Animal sensory systems, such as vision and acoustic sensing, have evolved over millions of years to detect, identify, and respond to novel events that could pose a threat or deliver a reward. As a result, when a new sound or sight is observed, most animals will make an immediate classification as a friend, foe, or neutral without an explicit model or expert knowledge of the environment.
Instead, animals rely on previously learned low-level environmental features that generate activity in the different layers of neurons within the sensory cortex. As the information propagates through layers of the cortex, the concepts that the neurons are sensitive to become more and more abstract. Decisions based on these hierarchical features allow the animal to make the friend-foe classification. This decision can be made without prior knowledge of the exact input properties and in the presence of noise.

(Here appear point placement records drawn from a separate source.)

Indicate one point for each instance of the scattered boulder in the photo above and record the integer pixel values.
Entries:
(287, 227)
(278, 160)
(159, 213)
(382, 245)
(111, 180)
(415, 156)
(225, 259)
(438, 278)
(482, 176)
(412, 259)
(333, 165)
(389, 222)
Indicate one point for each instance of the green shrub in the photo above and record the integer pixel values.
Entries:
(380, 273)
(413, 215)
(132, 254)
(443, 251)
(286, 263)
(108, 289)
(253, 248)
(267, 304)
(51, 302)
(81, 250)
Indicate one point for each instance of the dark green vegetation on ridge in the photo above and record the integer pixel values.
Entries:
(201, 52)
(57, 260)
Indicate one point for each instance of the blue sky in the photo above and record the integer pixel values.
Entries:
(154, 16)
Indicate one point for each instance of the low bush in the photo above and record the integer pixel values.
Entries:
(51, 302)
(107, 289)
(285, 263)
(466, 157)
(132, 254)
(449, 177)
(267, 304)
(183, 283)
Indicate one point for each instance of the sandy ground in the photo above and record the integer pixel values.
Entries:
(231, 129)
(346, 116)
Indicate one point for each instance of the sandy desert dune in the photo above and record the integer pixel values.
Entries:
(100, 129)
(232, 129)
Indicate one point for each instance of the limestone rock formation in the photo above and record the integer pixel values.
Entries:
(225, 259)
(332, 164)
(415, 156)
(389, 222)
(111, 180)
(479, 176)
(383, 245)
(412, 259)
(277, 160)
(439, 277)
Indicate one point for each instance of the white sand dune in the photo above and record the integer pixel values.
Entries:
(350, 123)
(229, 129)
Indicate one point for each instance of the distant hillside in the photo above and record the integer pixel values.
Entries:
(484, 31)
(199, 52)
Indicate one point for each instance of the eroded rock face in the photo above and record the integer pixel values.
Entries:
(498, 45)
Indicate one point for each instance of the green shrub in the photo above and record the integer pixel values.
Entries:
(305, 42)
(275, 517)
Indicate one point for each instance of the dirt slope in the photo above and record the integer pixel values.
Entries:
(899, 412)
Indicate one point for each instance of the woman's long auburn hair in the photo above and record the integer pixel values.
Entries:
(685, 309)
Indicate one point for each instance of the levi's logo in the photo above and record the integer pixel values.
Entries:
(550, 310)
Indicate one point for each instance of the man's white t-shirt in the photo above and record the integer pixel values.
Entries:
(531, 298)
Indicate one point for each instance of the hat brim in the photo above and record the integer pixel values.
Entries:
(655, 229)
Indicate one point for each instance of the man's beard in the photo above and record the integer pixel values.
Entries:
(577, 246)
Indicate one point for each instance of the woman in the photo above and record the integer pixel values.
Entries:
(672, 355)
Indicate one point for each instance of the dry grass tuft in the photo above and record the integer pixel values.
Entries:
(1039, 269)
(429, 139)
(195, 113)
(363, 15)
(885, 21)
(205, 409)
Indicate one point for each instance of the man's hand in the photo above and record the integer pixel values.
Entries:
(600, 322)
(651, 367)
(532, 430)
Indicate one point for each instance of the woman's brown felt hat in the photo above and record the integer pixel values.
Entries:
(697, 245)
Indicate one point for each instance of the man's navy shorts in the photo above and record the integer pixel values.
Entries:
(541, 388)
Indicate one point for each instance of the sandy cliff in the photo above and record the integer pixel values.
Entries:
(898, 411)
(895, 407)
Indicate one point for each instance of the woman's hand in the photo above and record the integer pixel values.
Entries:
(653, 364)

Similarly, an automatic modulation classification (AMC) of radio signals can be modeled on animals moving within a natural environment. AMC is the intermediate step between signal detection and demodulation and is a critical task of an intelligent radio receiver, with many civilian and military applications.
AMC allows for the successful transmission of approved signals and the blocking or jamming of unapproved signals in a crowded transmission environment. With no knowledge of the transmitted data and many unknown parameters at the receiver, such as the signal power, frequency, phase offsets, and timing information, blind identification of the modulation is a difficult task and classification is generally not feasible as most existing methods require prior information regarding the modulation mechanism.
Leveraging knowledge of animal sensory perception, Navy researchers have developed a system forautomatically classifying input signals having unknown feature types.
In their approach, features associated with different observed signals having different class types are learned by a neural network. The neural network then recognizes features of the input signals having unknown class types that at least partially match some of the characteristics associated with different observed signals having respective different known class types.
The neural network determines probabilities that each of the input signals has each of the known modulation types based on strengths of matches between the recognized features of the input signals and the features associated with different observed signals. The neural network classifies each of the input signals as having one of the respective different known class types based on a highest determined probability.
The unsupervised training method of this neural network allows for much greater flexibility in terms of incorporating unusual characteristics of environmental noise, accommodating signals for which no detailed model may be available, and in adapting to changes in environmental or signal characteristics over time through the use of online learning techniques.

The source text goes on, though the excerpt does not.